To a great extent guaranteed issue is already a reality. A 1996 federal law, the Health Insurance Portability and Accountability Act (HIPAA), requires guaranteed issue for employee groups, and prohibits charging extra premiums for employees who have pre-existing conditions. Several states also require insurance companies to comply with guaranteed issue for individual policies.
The recent rapid rise in the cost of health insurance over the past decade coincides with implementation of guaranteed issue requirements.
An additional consequence of guaranteed issue is the incentive for people to delay paying for insurance until they get sick because they can plunk down the first month’s premium to become “covered.” Again, to remain solvent insurance companies must raise premiums even more, which drives even more healthy customers out, which results in even more premium increases.
The inevitable conclusion of this cycle will be the end of private health insurance.

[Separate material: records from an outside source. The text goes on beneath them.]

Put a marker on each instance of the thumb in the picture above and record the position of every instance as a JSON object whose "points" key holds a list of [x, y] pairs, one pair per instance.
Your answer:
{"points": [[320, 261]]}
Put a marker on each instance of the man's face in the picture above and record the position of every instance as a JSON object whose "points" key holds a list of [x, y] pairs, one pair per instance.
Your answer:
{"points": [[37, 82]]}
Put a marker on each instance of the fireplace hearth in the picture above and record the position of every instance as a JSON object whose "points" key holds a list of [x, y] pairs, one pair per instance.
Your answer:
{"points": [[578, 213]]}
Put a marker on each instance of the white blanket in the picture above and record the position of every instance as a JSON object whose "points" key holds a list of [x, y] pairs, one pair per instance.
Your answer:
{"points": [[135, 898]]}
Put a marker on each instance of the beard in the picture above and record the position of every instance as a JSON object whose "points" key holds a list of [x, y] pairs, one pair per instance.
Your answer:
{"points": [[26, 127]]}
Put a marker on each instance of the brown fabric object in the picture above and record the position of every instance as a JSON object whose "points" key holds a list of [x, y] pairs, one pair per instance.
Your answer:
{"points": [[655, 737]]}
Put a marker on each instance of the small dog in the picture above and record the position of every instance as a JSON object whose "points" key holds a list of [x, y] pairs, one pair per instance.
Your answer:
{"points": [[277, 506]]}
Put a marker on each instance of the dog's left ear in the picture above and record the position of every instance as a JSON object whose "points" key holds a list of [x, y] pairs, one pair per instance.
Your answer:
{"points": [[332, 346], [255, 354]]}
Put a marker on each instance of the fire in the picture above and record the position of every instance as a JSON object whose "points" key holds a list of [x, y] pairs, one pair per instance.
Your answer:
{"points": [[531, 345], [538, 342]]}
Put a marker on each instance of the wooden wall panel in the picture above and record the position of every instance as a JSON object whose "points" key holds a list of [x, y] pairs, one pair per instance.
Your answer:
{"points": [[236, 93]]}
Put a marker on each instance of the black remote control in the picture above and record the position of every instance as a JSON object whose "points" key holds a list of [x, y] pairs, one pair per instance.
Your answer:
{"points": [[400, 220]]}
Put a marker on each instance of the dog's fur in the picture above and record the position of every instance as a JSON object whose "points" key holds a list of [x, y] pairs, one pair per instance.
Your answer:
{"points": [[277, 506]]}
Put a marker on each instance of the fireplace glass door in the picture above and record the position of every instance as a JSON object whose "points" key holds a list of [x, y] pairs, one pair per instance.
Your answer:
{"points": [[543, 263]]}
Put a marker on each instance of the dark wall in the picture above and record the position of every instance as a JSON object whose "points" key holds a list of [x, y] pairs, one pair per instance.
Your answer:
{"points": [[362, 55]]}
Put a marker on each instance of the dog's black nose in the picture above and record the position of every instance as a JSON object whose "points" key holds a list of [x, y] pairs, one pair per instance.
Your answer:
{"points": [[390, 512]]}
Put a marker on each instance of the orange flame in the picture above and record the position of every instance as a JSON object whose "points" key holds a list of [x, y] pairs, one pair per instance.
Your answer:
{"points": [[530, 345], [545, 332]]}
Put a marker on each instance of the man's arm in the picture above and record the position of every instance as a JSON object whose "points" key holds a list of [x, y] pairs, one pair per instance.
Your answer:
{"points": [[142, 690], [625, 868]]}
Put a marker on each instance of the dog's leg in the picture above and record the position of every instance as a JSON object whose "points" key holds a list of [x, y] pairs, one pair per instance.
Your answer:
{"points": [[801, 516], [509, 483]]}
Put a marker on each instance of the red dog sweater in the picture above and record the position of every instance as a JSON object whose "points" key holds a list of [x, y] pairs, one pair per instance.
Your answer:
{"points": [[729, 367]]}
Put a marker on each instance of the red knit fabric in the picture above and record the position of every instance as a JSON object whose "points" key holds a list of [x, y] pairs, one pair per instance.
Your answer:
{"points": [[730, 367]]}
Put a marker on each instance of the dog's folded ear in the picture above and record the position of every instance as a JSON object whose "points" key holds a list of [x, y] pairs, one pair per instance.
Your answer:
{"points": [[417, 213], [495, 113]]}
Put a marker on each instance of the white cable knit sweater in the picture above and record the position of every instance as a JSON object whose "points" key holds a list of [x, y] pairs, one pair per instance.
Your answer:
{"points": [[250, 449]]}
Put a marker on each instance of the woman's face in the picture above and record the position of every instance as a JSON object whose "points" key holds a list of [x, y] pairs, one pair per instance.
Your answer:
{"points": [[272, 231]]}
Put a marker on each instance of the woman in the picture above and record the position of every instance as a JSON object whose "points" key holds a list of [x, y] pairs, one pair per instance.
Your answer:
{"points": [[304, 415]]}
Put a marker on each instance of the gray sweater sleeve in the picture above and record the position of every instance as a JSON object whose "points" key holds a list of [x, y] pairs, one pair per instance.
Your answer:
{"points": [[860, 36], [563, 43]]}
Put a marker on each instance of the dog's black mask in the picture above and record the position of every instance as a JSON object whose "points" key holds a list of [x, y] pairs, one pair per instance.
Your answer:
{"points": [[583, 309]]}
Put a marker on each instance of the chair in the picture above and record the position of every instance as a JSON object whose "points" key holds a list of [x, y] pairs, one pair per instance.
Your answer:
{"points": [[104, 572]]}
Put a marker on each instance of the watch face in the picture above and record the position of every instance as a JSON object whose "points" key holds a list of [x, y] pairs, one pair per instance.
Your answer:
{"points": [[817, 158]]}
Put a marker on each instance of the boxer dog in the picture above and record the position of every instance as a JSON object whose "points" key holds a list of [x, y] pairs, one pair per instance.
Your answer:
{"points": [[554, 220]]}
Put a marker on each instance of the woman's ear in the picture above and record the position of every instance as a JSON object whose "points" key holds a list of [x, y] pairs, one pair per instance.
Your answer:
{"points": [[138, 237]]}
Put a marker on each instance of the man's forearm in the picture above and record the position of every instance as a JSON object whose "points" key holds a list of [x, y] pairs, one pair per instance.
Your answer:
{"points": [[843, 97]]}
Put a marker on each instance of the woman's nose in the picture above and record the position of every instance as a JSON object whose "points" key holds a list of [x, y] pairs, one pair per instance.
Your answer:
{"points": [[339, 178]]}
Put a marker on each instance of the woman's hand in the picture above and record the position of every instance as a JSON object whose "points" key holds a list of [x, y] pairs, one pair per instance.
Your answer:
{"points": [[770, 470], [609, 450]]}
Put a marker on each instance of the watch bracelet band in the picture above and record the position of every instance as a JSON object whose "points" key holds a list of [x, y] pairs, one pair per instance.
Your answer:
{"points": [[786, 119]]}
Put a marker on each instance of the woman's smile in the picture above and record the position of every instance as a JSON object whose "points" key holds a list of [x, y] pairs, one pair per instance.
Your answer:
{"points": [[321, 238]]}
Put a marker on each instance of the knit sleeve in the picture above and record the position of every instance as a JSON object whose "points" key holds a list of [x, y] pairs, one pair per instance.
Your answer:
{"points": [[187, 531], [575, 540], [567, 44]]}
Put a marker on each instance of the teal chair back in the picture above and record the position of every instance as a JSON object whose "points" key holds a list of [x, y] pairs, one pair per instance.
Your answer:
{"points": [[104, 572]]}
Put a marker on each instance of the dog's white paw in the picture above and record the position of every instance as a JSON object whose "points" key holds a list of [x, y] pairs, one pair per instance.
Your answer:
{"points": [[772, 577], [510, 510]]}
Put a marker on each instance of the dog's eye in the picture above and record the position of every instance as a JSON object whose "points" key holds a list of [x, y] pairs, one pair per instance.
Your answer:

With its requirement that every person must purchase a government approved health plan the 2,500 page ObamaCare bill is the progressive movement’s grudging acknowledgment that their “right to health care” is an impossibility, and the consequence of their laws and regulations is higher and higher health insurance costs born by fewer and fewer people still able to afford it. ObamaCare screams the immutable truth that there can be no right to receive value without violating the rights of those against whom force is applied to pay for it.
What should we expect from political leaders now that the right to health care has been swept into the sinkhole of failed progressive ideas?
- An honest politician would openly admit there’s no free lunch, and requiring the insurance company to accept someone who is already sick isn’t about purging greed.
- An honest politician would admit guaranteed issue is simply a political scheme to transfer the cost of the sick person’s medical care to the rest of the company’s customers.
- An honest politician would admit guaranteed issue makes the insurance company the de facto tax collector for a de facto social program created by government decree.
- An honest politician would admit that guaranteed issue laws have caused the continuous premium increases, and the rising number of uninsured.
An genuine leader would admit that when politicians try to meet every need with clever legislation, the advertised benefits are more than offset by undisclosed negative consequences.
Of course those admissions would redirect The People’s anger from insurance companies to the politicians who enacted guaranteed issue laws, took credit for generously helping people who were sick, then lied about the cost.
A real leader would encourage Americans, the most generous and innovative people in human history, to voluntarily help, and to develop financial mechanisms to help those who could not qualify for insurance. If the insurance industry were not so heavily regulated it could be more innovative.
There are plenty of examples of high quality health care being provided at little or no charge to patients. One is the Shriners Hospitals for Children. They accept children who need horrendously expensive treatments at no charge. Here’s a quote from their website:
Children up to the age of 18 with orthopedic conditions, burns, spinal cord injuries and cleft lip and palate are eligible for admission and receive all care in a family-centered environment at no financial obligation to patients or families.
Liberty does work. There’s no reason we The People can’t take care of our own without the imposition of command-and-control governmental systems that try to hide the costs and consequences.